Seminar Series “Macroeconomics and Labor Markets” on 25 November 2025, LG 4.154

Symbolic picture for the article. The link opens the image in a large view.
PantherMedia / Bernd Schmidt

We are pleased to invite you to the seminar series on “Macroeconomics and Labor Markets“ organized by the Chair of Macroeconomics at the Friedrich-Alexander University Erlangen-Nuremberg, Prof. Merkl, the Chair of Global Governance and International Trade at the Friedrich-Alexander University Erlangen-Nuremberg, Prof. Moser, and the Competence Field Macroeconomics of the Institute for Employment Research (IAB). Researchers of both institutions, as well as national and international guests, present their current work at the intersection of labor- and macroeconomics.

The next seminar will be held on Tuesday, November 25, 12 noon to 1.30 PM (German time). 

It will take place in person at WISO in room LG 4.154 (Lange Gasse 20, Nürnberg).

Online participation will be possible via Zoom.

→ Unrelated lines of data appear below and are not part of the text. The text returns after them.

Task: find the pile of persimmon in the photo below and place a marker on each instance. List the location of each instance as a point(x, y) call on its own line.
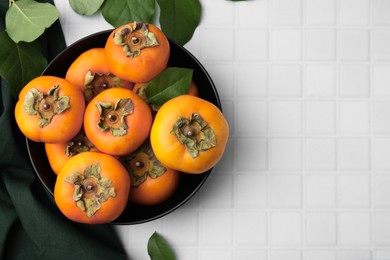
point(107, 140)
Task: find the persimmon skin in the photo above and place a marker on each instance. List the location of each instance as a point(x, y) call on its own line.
point(139, 123)
point(144, 67)
point(170, 151)
point(155, 191)
point(110, 168)
point(63, 127)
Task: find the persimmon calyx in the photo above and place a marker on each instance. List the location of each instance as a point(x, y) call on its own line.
point(142, 164)
point(195, 134)
point(112, 117)
point(90, 189)
point(45, 106)
point(97, 82)
point(135, 38)
point(80, 143)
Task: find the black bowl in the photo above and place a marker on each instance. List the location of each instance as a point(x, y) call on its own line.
point(189, 183)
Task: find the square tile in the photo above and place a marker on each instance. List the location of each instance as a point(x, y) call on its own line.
point(354, 81)
point(354, 228)
point(320, 191)
point(380, 45)
point(320, 117)
point(320, 12)
point(252, 45)
point(251, 228)
point(381, 80)
point(285, 12)
point(353, 45)
point(285, 45)
point(354, 191)
point(285, 191)
point(354, 154)
point(381, 119)
point(285, 117)
point(252, 80)
point(252, 153)
point(285, 80)
point(321, 229)
point(286, 154)
point(321, 154)
point(251, 117)
point(354, 12)
point(320, 44)
point(320, 80)
point(382, 153)
point(285, 228)
point(251, 190)
point(354, 117)
point(380, 10)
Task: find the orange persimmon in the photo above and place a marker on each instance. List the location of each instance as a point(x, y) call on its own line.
point(189, 134)
point(50, 109)
point(137, 51)
point(92, 188)
point(117, 121)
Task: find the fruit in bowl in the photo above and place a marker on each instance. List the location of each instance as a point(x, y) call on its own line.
point(111, 109)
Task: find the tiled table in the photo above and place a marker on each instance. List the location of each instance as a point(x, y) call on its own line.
point(305, 86)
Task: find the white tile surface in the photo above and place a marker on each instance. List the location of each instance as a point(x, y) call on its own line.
point(305, 86)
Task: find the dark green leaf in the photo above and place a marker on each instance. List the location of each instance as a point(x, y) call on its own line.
point(158, 248)
point(26, 20)
point(170, 83)
point(20, 62)
point(86, 7)
point(119, 12)
point(179, 18)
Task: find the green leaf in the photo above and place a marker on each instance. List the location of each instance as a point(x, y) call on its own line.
point(26, 20)
point(20, 62)
point(119, 12)
point(158, 248)
point(179, 18)
point(86, 7)
point(170, 83)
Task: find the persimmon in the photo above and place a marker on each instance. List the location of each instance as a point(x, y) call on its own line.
point(117, 121)
point(92, 188)
point(151, 182)
point(189, 134)
point(137, 51)
point(91, 73)
point(50, 109)
point(59, 153)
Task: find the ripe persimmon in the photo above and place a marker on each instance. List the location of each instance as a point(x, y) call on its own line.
point(50, 109)
point(91, 73)
point(59, 153)
point(151, 182)
point(137, 51)
point(117, 121)
point(189, 134)
point(92, 188)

Cesar Barreto (OECD) will talk about “Left Behind? West-East German Disparities in the Cost of Job Loss“.

Abstract:

This paper studies regional disparities in the cost of job loss between West and East Germany. Based on German administrative data, I document that, relative to their pre-displacement level, earnings losses of displaced workers are on average lower in East Germany than in West Germany. A shift–share decomposition shows that roughly one-third of this West–East gap is due to differences in the industry mix of job destruction: after the early deindustrialization of the East, job losses there were less concentrated in manufacturing and more in construction than in the West. The remaining two thirds reflects smaller earnings losses in the East within industries, which are linked to lower firm wage premia among East German employers. Structural effects – the earnings losses associated with the same job lost across different regions – allow identifying an earnings penalty for displaced workers in the East that is more in line with the weaker labor market performance of the East. Although regional mobility to the West offsets earnings losses among movers, the vast majority of East Germans do not relocate to the West after job loss.